In 3 days, even less, the complexion of the war has gone from a hard fight ahead to the possible collapse of Japan in days.

During the years when Japan was committing such atrocities I often wondered when she would “pay the piper”. For her 2500 years of treachery she is paying a terrible price; Extinction.

The Seventh Army today suppressed the 100th Div. newspaper, “The Century Sentinel”. It was silly because everyone in the Div. knew what the contents were; our sailing date—between Sept. 1 and Dec. 1—Oct. 6 is the consensus of opinion.

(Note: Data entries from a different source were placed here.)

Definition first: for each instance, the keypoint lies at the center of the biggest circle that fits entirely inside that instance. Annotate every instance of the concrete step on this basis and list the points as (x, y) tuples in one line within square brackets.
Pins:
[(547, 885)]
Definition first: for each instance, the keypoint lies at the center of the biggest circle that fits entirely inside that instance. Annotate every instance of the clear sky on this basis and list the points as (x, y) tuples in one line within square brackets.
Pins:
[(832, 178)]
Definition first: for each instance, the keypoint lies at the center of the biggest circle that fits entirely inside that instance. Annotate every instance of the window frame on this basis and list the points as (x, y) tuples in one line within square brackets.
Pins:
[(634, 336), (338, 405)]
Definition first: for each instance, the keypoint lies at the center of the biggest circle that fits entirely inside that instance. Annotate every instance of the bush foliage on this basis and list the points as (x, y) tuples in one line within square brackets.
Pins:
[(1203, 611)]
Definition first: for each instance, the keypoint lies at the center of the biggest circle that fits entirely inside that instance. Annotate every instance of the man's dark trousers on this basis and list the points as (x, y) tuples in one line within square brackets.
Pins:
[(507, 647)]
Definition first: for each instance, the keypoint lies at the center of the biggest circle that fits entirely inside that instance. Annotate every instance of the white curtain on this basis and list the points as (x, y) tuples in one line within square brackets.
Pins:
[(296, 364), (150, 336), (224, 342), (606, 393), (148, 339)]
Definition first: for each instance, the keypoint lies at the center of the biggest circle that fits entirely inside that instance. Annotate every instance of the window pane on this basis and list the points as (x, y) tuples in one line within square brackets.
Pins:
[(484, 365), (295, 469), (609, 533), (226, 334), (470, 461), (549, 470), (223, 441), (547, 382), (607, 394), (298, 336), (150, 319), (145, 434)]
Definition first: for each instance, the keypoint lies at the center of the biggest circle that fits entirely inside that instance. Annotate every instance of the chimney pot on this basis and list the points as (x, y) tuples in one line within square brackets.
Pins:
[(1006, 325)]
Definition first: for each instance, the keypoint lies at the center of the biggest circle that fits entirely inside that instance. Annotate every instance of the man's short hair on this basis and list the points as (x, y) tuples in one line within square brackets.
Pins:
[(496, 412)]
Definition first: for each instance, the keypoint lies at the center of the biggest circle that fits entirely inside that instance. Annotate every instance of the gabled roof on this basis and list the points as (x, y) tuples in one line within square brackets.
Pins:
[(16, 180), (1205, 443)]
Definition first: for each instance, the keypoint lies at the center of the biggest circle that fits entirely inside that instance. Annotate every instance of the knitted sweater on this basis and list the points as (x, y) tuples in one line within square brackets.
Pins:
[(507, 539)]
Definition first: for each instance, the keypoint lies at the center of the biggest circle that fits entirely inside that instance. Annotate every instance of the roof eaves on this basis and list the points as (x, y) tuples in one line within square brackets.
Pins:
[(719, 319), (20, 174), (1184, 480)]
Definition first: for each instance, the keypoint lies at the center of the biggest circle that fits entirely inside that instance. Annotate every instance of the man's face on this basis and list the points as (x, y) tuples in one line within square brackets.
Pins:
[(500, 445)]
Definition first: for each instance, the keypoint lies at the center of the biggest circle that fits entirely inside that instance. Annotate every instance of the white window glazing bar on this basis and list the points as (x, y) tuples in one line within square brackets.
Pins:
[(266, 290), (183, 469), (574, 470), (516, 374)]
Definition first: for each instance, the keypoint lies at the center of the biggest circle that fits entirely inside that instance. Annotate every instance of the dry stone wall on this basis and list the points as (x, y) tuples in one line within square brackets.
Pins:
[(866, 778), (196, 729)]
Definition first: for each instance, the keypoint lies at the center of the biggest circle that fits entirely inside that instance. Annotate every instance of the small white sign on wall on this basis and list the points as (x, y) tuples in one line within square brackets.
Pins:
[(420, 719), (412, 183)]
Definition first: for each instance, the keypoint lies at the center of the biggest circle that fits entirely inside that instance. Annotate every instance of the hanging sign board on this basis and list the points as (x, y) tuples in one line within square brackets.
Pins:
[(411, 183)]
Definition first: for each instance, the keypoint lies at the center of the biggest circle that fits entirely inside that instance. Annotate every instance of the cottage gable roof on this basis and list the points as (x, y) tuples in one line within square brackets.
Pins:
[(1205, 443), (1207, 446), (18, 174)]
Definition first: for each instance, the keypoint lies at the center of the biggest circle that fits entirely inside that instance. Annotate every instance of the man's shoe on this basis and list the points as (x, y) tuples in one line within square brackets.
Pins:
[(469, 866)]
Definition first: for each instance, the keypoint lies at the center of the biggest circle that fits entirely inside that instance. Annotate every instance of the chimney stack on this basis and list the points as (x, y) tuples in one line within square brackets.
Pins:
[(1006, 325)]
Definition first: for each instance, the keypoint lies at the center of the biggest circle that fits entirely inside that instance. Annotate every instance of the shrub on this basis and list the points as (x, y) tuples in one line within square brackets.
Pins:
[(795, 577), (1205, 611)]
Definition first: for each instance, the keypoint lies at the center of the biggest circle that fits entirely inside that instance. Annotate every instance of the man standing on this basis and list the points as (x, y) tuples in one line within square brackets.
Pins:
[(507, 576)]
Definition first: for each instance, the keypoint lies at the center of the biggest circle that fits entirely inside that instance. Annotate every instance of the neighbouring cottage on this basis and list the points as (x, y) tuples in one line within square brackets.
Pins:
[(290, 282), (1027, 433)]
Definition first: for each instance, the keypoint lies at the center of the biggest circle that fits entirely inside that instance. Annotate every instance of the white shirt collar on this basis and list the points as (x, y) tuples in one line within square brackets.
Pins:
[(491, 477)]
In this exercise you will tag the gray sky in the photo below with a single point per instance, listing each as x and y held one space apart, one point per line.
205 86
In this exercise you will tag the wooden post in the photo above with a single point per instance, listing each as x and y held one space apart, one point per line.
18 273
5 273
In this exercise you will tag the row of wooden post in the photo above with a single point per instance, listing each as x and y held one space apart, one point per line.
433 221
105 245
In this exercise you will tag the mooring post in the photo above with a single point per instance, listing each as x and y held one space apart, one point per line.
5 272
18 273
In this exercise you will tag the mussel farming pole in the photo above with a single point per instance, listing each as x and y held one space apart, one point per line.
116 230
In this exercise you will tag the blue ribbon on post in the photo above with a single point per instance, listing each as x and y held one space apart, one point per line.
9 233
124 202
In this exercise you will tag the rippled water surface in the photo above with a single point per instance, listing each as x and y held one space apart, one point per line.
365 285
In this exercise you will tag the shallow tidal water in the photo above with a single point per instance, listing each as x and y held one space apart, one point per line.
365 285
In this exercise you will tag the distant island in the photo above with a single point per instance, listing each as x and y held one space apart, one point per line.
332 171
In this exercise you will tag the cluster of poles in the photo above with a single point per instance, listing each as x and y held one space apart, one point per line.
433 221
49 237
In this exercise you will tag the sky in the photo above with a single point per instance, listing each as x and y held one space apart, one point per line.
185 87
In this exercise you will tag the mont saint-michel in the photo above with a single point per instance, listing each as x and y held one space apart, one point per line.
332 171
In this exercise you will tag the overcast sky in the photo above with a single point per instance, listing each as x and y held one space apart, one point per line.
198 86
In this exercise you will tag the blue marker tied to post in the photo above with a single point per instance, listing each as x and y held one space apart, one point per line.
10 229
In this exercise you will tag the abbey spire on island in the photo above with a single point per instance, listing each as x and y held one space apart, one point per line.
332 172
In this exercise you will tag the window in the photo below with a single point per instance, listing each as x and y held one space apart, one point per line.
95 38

Boy! Even as I read over the paragraph above the news came pouring in. At 11:00 some bigger news is supposed to come in.

I’m getting mail okay now, but you must be having a tough time of it. That little Combat Badge should be home by now.

I sure hope they don’t decide to send us to the Pacific via Siberia. I think some awfully morbid stuff, don’t I?

That’s all for now.

Best Love,


  1. Very interesting letter, Greg.

  2. Yes, an interesting letter. I'm struck by Bill's description of "our wonderful and terrible new weapon." It seems to me to be a prophetic statement. Wonderful in that it ended the war and that, in a way, it has prevented a World War III for 65 years. Terrible in that it has been a cloud over the world that threatens the very existence of the human race.

  3. Last two postings were very interesting. Can you imagine living that part of history? I can only imagine the emotions. My husband's uncle died at Iwo Jima. No one in the family had ever seen his grave which was at the national cemetary in Hawaii. We were able to visit it 25 years ago on a trip to Hawaii. I remember how emotional Rick's mom was at the pictures we took of the grave site. Wow...50,000 casualties of US soldiers. Hard to imagine.

  4. Elizabeth,
    Thank you for your touching post. Raw statistics like 6,821 American deaths at Iwo Jima do not tell the story nearly as well as the story of your husband's uncle who died there. I would like to dedicate this post to your relataive who died at Iwo Jima and all the veterans of the Pacific theatre. Could you give us his name?


  5. Elizabeth's family member who died at Iwo Jima was Joseph Reise. His body is buried at the National Cemetery in Hawaii.